Inflammatory bowel disease (IBD) is a chronic disease of the digestive tract, with complicated and multifactoral etiology. An exaggerated intestinal immune response to otherwise innocuous stimuli plays a key role in the pathophysiology of this intestinal disorder. Nutritional intervention is an important therapy for patients with IBD. But the ratio of n-3 and n-6 fatty acids on the modulation of intestinal inflammation is not clear. Interleukin-16 (IL-16) is a pleiotrophic cytokine secreted mainly by CD8+ T cells. The properties of IL-16 suggest that it may be involved in pathophysiological process of chronic inflammatory diseases. The aim was to determine the effect of an n-3 fatty acid-rich diet (RACOL®) on the expressions of cytokines and mucosal integrity in trinitrobenzene surufonic acid (TNBS) induced rat colitis. 7 week-male Wistar rats were divided into 4 groups. 1. Normal laboratory diet (n = 10), 2. RACOL® diet only (n = 10), 3. TNBS induced colitis with normal laboratory diet (n = 10), 4. TNBS induced colitis with RACOL® diet (n = 10). TNBS induced colitis rats were given an intracolonic injection of 50 mg of TNBS dissolved in 50% ethanol.
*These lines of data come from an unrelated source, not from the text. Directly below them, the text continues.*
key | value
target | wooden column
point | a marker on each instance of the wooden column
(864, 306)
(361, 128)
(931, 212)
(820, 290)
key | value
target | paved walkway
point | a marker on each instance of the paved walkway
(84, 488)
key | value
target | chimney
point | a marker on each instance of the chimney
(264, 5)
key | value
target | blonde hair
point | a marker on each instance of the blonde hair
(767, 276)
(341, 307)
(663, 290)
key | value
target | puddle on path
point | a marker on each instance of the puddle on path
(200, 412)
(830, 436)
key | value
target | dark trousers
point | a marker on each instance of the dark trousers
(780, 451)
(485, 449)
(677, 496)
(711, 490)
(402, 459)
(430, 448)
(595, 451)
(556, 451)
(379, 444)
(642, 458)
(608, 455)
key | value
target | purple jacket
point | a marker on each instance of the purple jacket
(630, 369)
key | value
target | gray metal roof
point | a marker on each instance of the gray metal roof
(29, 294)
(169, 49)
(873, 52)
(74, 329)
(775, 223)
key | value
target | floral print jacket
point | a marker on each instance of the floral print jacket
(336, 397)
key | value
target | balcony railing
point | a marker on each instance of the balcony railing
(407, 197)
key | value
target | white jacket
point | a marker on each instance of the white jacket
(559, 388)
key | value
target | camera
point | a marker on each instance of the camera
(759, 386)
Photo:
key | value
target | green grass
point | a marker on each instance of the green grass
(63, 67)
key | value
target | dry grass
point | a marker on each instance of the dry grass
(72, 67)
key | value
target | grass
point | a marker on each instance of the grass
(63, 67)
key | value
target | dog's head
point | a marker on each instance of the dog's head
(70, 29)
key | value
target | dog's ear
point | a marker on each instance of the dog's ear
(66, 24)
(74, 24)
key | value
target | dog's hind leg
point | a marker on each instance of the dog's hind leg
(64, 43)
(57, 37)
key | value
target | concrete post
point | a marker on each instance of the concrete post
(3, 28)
From day 2, rats were fed 80 kcal/day of RACOL® and/or normal laboratory diet, and sacrified on the 14th and the 28th days. One hour before sacrifice, 0.2 mg/g/rat of BrdU was injected. The expressions of BrdU labeled cells, tumor necrosis factor (TNF)-α, interferon (IFN)-γ and IL-16 were studied by the ABC staining method and DAB staining lesions in colonic mucosa were estimated by an image analyzer system. Apoptosis was assessed by the TUNEL method. Macroscopic and histological findings were classified by the Morris and Vilaseca method. TNBS application increased colonic epithelial cell proliferation, but nutrition by RACOL® reduced this stimulation. Number of apoptosis cells was also increased by TNBS application, but nutrition of RACOL® reduced the number of apoptosis cells, which had been increased by TNBS treatment. The expressions of cytokines had been increased in TNBS-colitis rats, but were reduced by the RACOL®. In conclusion, the effect of nutrition by n-3 fatty acid-rich diet, RACOL®, is an important treatment through the inhibition of inflammatory mediators, and colonic hyper-proliferation.